Within a query section, an arbitrary number of elements of any type can be stated representing the arguments of a query. Regarding the combination of the query elements within a single query section, a conjunction (i.e.,AND) is assumed for two reasons: On the one hand, a query section can be considered as a semantic unit, where all elements belong to the same parent element (e.g., all input and output parameters defined within a query section belong to the same operation), and on the other hand, the introduction of additional combination types within a single query section would increase complexity and is therefore not very user-friendly.

In general, thresholds are defined in order to narrow the potential result set (cp. Section 4.2). This can be achieved by a service requester by prescribing a minimum level of similarity with respect to the properties or even the whole service offer. For this, the opportunity to define similarity thresholds is introduced for both, i.e., each element within a query section, as well as for the whole service. The actual determination of similarities is accomplished by the responsible matchmaker and thus, the data type of the threshold value depends on the selected matchmaker. Therefore, threshold values are not restricted to numerical values but can also be expressed in terms of text-based constants. This allows for the utilization of similarity functions from the field of IR to determine the syntax-based similarity of terms as well as the application of reasoning techniques by specifying DoM values [125, 211].

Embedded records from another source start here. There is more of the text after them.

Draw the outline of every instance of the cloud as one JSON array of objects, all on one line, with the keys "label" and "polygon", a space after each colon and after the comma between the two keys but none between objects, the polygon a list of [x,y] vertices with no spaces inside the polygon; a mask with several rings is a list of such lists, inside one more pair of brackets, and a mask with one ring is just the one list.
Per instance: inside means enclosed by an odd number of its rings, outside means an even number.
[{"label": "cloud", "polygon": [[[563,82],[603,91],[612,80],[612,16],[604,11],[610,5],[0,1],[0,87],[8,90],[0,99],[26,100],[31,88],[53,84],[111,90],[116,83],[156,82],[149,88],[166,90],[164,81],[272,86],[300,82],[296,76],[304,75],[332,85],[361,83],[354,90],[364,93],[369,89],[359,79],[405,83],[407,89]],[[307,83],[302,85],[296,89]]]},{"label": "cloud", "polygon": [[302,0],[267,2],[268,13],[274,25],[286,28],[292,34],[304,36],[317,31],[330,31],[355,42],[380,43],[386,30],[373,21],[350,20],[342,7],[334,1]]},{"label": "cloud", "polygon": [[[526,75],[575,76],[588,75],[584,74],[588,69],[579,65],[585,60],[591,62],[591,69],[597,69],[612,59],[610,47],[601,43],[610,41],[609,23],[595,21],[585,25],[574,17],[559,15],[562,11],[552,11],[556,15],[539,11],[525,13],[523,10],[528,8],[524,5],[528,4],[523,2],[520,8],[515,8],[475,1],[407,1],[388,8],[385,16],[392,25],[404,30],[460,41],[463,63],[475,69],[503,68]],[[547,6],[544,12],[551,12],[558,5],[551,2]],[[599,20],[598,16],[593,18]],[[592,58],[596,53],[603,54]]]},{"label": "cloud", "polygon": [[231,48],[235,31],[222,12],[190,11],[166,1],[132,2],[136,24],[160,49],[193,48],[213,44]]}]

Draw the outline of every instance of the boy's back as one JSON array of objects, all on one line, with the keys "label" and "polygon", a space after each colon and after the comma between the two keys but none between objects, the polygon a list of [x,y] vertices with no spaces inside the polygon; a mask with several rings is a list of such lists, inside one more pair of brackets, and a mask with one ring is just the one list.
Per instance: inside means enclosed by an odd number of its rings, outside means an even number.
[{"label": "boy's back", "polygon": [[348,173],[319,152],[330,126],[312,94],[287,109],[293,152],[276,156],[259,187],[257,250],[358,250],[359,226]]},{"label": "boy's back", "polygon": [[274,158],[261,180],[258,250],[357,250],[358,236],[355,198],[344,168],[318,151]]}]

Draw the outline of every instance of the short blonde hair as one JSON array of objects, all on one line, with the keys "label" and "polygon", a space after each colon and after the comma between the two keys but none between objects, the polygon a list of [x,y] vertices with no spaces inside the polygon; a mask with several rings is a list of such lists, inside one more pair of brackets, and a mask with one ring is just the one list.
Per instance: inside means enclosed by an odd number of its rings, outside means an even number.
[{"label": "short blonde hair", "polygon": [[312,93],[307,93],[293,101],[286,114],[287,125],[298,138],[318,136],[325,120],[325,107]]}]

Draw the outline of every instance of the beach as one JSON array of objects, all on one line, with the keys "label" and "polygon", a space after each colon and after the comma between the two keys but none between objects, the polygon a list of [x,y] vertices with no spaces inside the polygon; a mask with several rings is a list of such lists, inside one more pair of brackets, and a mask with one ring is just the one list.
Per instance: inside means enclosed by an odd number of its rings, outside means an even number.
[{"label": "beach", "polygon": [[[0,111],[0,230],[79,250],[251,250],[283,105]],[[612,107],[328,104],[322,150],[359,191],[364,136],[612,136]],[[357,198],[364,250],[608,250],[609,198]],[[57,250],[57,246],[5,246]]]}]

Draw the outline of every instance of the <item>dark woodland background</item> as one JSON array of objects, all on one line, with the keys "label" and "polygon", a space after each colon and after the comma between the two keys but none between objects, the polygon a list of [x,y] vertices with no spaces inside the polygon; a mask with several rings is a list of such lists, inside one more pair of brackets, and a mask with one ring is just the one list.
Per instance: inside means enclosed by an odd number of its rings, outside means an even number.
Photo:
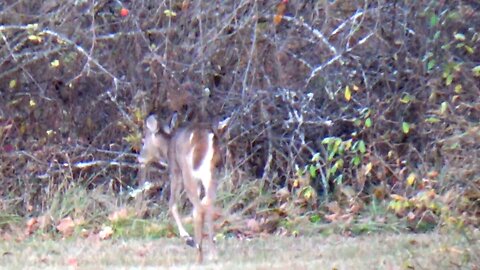
[{"label": "dark woodland background", "polygon": [[478,226],[479,31],[473,0],[2,1],[1,212],[133,203],[143,121],[177,112],[231,117],[230,214]]}]

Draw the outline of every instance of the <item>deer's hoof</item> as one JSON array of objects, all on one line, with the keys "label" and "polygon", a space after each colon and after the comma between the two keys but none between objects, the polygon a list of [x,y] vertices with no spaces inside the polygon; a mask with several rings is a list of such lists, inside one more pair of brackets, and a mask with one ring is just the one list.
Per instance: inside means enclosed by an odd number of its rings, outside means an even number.
[{"label": "deer's hoof", "polygon": [[195,244],[195,240],[193,240],[193,238],[190,236],[185,238],[185,243],[191,247],[197,247],[197,245]]}]

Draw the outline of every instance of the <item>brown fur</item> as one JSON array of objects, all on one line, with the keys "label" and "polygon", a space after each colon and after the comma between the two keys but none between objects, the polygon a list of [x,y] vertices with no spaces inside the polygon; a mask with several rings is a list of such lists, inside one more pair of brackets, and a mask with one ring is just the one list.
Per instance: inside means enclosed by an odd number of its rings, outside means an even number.
[{"label": "brown fur", "polygon": [[[148,124],[150,123],[150,124]],[[214,130],[207,124],[194,124],[180,127],[171,134],[157,131],[157,122],[153,117],[147,120],[147,130],[144,139],[145,145],[139,156],[139,161],[145,169],[145,162],[153,158],[166,160],[170,173],[170,201],[169,208],[182,237],[187,244],[197,247],[197,262],[203,260],[202,239],[204,222],[207,225],[208,242],[210,251],[215,253],[213,243],[213,203],[216,196],[216,180],[214,169],[219,164],[220,154],[218,139]],[[213,136],[213,156],[210,164],[210,173],[198,174],[201,179],[196,179],[194,172],[200,168],[208,152],[209,134]],[[154,135],[155,137],[151,137]],[[149,137],[150,136],[150,137]],[[152,139],[153,138],[153,139]],[[190,161],[189,158],[192,158]],[[144,177],[144,173],[141,174]],[[141,179],[143,183],[144,179]],[[183,228],[177,209],[177,198],[180,195],[180,189],[183,187],[187,197],[193,204],[195,240],[193,240]],[[203,187],[204,197],[200,198],[200,186]]]}]

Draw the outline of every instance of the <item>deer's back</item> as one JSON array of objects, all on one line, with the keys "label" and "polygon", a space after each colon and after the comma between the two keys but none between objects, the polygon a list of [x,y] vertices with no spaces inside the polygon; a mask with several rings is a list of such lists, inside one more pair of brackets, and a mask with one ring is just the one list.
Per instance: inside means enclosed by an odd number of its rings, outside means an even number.
[{"label": "deer's back", "polygon": [[206,159],[212,167],[220,162],[218,138],[212,128],[207,124],[194,124],[180,127],[172,137],[172,146],[169,149],[179,165],[188,159],[192,169],[198,169]]}]

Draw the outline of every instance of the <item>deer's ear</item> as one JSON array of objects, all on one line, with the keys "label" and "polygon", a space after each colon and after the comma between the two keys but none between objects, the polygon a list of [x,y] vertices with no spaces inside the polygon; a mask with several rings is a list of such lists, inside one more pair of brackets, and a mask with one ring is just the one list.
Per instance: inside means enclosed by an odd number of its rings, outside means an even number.
[{"label": "deer's ear", "polygon": [[172,117],[170,118],[170,124],[168,125],[163,125],[163,132],[167,134],[171,134],[173,130],[177,127],[177,122],[178,122],[178,113],[175,112],[173,113]]},{"label": "deer's ear", "polygon": [[158,122],[157,122],[157,119],[155,118],[155,115],[150,115],[148,118],[147,118],[147,128],[150,132],[157,132],[158,130]]},{"label": "deer's ear", "polygon": [[172,119],[170,119],[170,130],[174,130],[178,124],[178,113],[174,112],[172,115]]}]

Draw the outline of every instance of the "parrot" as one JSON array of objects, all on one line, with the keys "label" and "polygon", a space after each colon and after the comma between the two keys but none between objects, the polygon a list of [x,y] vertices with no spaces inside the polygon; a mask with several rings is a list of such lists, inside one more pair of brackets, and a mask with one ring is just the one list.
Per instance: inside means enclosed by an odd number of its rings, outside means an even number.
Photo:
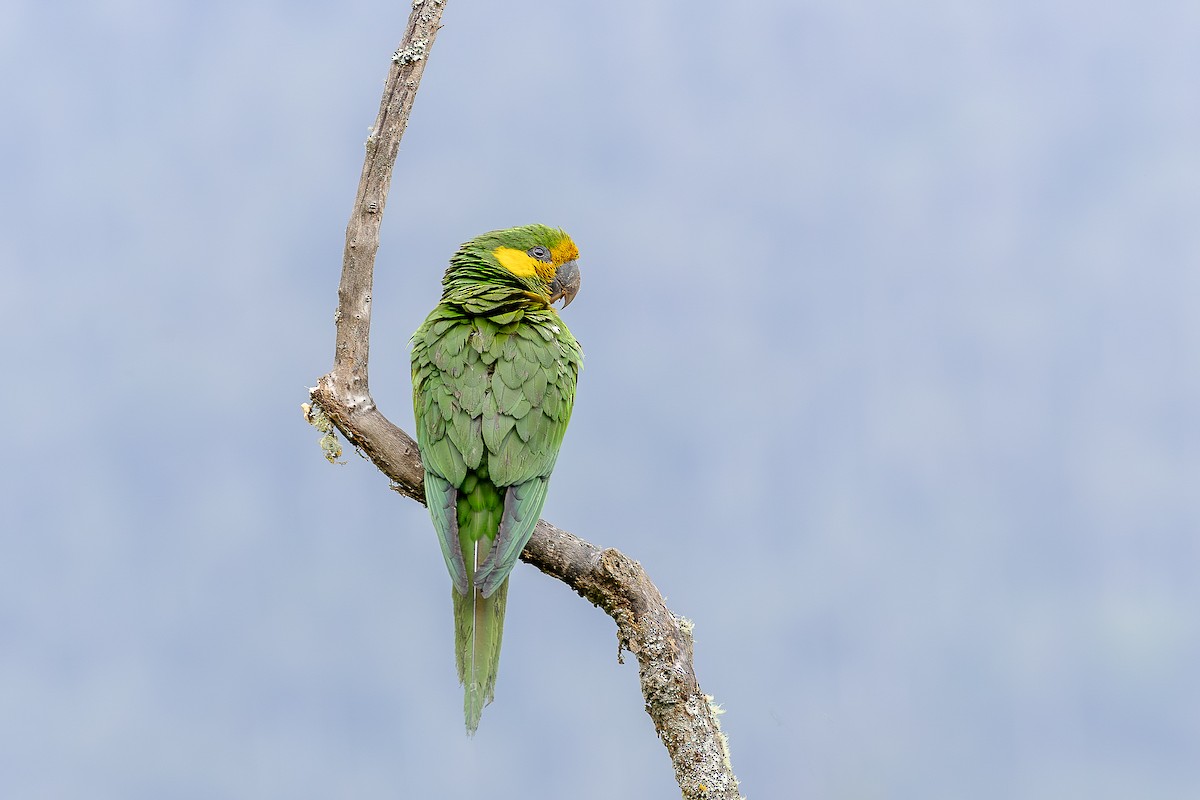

Concerning the result section, an arbitrary number of attributes can be specified, which refer to the desired result parameters to be returned. In addition, properties of the result set can be defined within

this section (e.g., a descending or ascending order of the results with respect to some attribute of the result set).

Besides the result set modifiers, the attributes which should be contained within the result set are also defined (e.g., the name of the service or the provider name). One of these attributes can also be used as sorting criterion by specifying its ID as the value of anorderByattribute. The abstract query model is defined using an XSD document, which is presented in Appendix D.2.